Solitary movement through a hauntological palimpsest

Aloy moves alone through her world. Geralt in the Witcher series is constantly bounded and motivated by his social relations and obligations, despite his fundamentally ronin status; in contrast, although the protagonist of Horizon Zero Dawn is provided by her back-story with a social context that explains who she is and why, the earliest stages of the narrative excise her of all social obligations and close relationships. It is to the credit of the writers that they take the time to show how this is socially possible, within the customs of her tribe, but this liberty accorded to Aloy is clearly a pretext for the player’s freedom within the game’s beautifully realised open world. Also in contrast to the Witcher games, side quests lack narrative complexity, and almost every secondary character is lacking in depth. Even the Witcher’s over-sexualised female companions, placed at the erotic convenience of both character and (implicitly male) player, are much more convincingly drawn characters, with the semblance of their own lives and motivations, but in Horizon Zero Dawn the only character that really gets to sing her song is Aloy.

Lucky then, that it is a song worth singing. Her courage, compassion and intelligence will capture the hearts of most players before they’ve known her for an hour, even if, unlike me, they do not have a daughter of roughly Aloy’s age. Although the writers must clearly be given their due for the way in which Aloy responds to her experiences and environment, there is little development in her character from beginning to end of the tale, and the majority of the credit for her striking charisma belongs to the voice acting of Ashly Burch.
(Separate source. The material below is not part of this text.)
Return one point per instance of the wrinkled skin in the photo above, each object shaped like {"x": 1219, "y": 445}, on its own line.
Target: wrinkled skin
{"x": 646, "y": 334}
Burch is known as a specialist in voice acting for games, although I’m only familiar with one of her other roles; in Horizon Zero Dawn she speaks with the same kind of quiet precision deployed by Mark Rylance in his portrayal of Thomas Cromwell in Wolf Hall (and memorably satirised by Ben Miller in S3:E3 of Upstart Crow). This proves a very apt match for Aloy’s character traits, which include an unshakeable ability to focus, relentless determination, icy unflappability, and razor-sharp mental and physical capacities. Despite her seeming perfection, or perhaps because of it, the player still feels her vulnerability in the face of circumstances that are both global and apocalyptic in scope, and it is her mourning for the destructive loss of the world that was (our world, that is to say) that gives the game its narrative heart.

Horizon Zero Dawn is set roughly a thousand years in the future, in a world populated by tribal peoples who know nothing of our times. They have some technical capacities, based around the scavenging of ancient or discarded technology, but live for the most part somewhere between the neolithic and the medieval, in terms of both material and social culture. They share the world with a curiously reduced palette of land vertebrates, and a large number of advanced robots of mysterious origin, which fill the ecological niches that, in our age, belong to the larger animals. These robots are routinely hunted for the parts and materials which can be scavenged from them, although some are so large and so well equipped with military equipment that hunting them is rarely practical for those less remarkably skilled than Aloy. Finding out how this state of affairs came about, and preventing it from becoming precipitately worse, becomes Aloy’s goal, by way of investigating her own mysterious origins.

It is this hunting of the machines that gives the game its heart as a game, and which makes it as compelling as the Witcher, which is far more engaging on a narrative level, but which can be played with little more than ham-fisted button-mashing (on the difficulty levels I tend to choose in my dotage, at any rate). Each machine must be hunted in the correct way, with the correct weapons, although it should also be said that there are usually several correct ways to complete any gameplay objective. I have to admit that I usually play for the story, in this kind of visually accomplished AAA game, but with HZD the gameplay grabbed me and didn’t release me until long after I had completed the narrative. That this nuanced and multi-levelled hunting and combat takes place against the backdrop of a beautifully rendered version of what our material culture might look like after a millennium of total neglect gives HZD its peculiar and engaging affective character, a kind of kinetic melancholy.

As the big secrets of the backstory are revealed we are drawn deeper into the narrative, whose most compelling elements turn out to be the fragmentary lives preserved from earlier times in the media snippets that are scattered throughout the world. Aloy has a mission, in terms of responding urgently to events that are emergent in her own time, but her progress through the world is as driven by curiosity as much as anything else, and by a need to recover lost lives from their documentary traces. The past exists liminally in HZD, poised between presence and absence, as in Jacques Derrida’s concept of ‘hauntology’. In fact, it sometimes feels as though W.G. Sebald had written a Tomb Raider game, its protagonist pursuing not treasure or power, but an ineffable palimpsest of forgotten lives. Although HZD does not really stand up to its competition in terms of characterisation and interpersonal drama, this combination of uniquely compelling gameplay, and a pensive, hauntological fascination with the frailty of memory, both crystallised through the person of its precisely delineated protagonist, makes the game, for me, one of the AAA genre’s most complex and moving works of art.